Les autorités israéliennes ont annoncé en mars 2022 qu’elles allaient donner 20 000 permis pour permettre aux Palestiniens de Gaza de travailler en Israël dans la construction et l’agriculture, mais Gisha rapporte qu’au 22 mai, le nombre réel de permis valides dans cette catégorie n’était que de 9 424.
Depuis plus de vingt ans, les autorités israéliennes ont également fortement restreint l’utilisation par les Palestiniens de l’espace aérien et des eaux territoriales de Gaza. Elles ont bloqué la réouverture de l’aéroport que les forces israéliennes avaient rendu inutilisable en janvier 2002 et empêché les autorités palestiniennes de construire un port maritime, obligeant les Palestiniens à quitter Gaza par voie terrestre pour se rendre à l’étranger. Les quelques Palestiniens autorisés à traverser au point de passage d’Erez ne peuvent généralement pas se rendre à l’étranger via l’aéroport international d’Israël et doivent passer par la Jordanie. Les Palestiniens qui souhaitent quitter Gaza via Erez, soit vers la Cisjordanie, soit vers l’étranger, déposent leurs demandes auprès du Comité palestinien des affaires civiles à Gaza, qui transmet ces demandes aux autorités israéliennes, qui décident d’accorder ou non un permis.
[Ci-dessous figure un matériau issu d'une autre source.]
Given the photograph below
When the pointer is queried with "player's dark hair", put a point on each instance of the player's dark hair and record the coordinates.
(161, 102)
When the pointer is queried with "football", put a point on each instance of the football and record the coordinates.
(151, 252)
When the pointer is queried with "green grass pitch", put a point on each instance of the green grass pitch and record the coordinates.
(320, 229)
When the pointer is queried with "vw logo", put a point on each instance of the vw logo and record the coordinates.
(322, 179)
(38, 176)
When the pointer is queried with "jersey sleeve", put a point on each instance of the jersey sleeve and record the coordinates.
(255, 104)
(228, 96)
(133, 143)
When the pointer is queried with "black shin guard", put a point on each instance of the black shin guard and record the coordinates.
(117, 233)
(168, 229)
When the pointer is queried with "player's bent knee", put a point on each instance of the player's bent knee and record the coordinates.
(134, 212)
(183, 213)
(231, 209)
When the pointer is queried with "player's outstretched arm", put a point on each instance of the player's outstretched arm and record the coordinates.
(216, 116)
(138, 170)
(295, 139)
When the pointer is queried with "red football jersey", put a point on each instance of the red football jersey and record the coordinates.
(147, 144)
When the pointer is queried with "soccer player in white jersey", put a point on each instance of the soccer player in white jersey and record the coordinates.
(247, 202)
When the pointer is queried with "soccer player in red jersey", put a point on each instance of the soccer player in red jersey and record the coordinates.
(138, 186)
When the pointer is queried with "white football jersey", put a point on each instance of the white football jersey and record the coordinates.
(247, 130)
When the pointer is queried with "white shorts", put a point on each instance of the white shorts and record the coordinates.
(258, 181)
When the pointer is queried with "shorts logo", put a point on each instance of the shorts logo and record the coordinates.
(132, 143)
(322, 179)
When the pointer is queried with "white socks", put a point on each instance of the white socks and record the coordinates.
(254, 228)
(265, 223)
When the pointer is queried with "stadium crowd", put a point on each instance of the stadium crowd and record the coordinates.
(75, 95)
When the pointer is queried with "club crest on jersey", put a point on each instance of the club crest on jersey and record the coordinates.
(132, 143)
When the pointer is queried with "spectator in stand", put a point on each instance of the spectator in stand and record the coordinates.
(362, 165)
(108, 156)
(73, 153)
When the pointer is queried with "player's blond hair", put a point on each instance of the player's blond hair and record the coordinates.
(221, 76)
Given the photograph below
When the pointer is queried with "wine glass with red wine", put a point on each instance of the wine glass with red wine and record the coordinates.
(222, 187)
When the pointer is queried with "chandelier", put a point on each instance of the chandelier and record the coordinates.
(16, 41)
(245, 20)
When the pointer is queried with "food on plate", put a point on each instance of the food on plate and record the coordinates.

Séparation entre Gaza et la Cisjordanie
Dans le cadre du bouclage, les autorités israéliennes ont cherché à « différencier » leurs approches politiques à l’égard de Gaza et de la Cisjordanie, notamment en imposant des restrictions plus importantes à la circulation des personnes et des biens de Gaza vers la Cisjordanie, et à promouvoir la séparation entre ces deux parties du territoire palestinien occupé. L’armée a publié une « Procédure d’installation dans la bande de Gaza par les habitants de Judée et Samarie », qui indique qu’« en 2006, une décision a été prise d’introduire une politique de séparation entre la zone de Judée et Samarie [la Cisjordanie] et la bande de Gaza à la lumière de la montée en puissance du Hamas dans la bande de Gaza. La politique actuellement en vigueur vise explicitement à réduire les déplacements entre ces zones. »
Dans chacun des 11 cas examinés par Human Rights Watch concernant des personnes qui cherchaient à rejoindre la Cisjordanie, notamment Jérusalem-Est, pour des opportunités professionnelles et éducatives non disponibles à Gaza, les autorités israéliennes n’ont pas répondu aux demandes de permis ou les ont refusées, soit pour des raisons de sécurité, soit parce qu’elles ne se conformaient pas à la politique de bouclage. Human Rights Watch a également examiné des demandes de permis sur le site Internet du Comité palestinien des affaires civiles, ou des captures d’écran de celui-ci, notamment le statut des demandes de permis, le moment où elles ont été envoyées aux autorités israéliennes et la réponse reçue, le cas échéant.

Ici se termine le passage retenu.